The Corner

Of Course Jonathan Gruber Said That

We shouldn’t be remotely surprised to learn of Jonathan Gruber’s latest comments. Why? Well, because as anybody who has been paying attention knows, the entire Obamacare project has been an exercise in rank dishonesty from the get go. Gruber is routinely as slippery as hell, sure. But so is everybody else. Ezra Klein told us before the bill was even passed that advocates of reform had to mislead the public to get anything done, while his fellow travelers on the Left made no secret of their real goals. During the debate, the president and the broader Democratic party made repeated assurances that they knew full well were utterly false. The champions of the law within the journalistic class, meanwhile, refrained from admitting what the measure did until it had been launched, at which point they said, “of course you can’t keep your insurance; of course you are being charged more to subsidize others; of course there are winners and losers; how else did you think this was going to work”?

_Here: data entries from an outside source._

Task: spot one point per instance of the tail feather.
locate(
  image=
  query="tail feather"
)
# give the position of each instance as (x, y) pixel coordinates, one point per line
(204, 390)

Obamacare’s partisans understood from the outset that their proposal was unpopular, and that in consequence they would not get it past the people unless those people were hoodwinked. But they didn’t care. They wanted their change far more than they wanted to respect the truth or the legislative process or the Constitution or the limits of executive power or the rule of law — or anything much at all. For its apologists, the results have been all that have mattered. And so, utterly convinced that any behavior in pursuit of their end was virtuous, they lied their nasty little heads off. They’re still lying.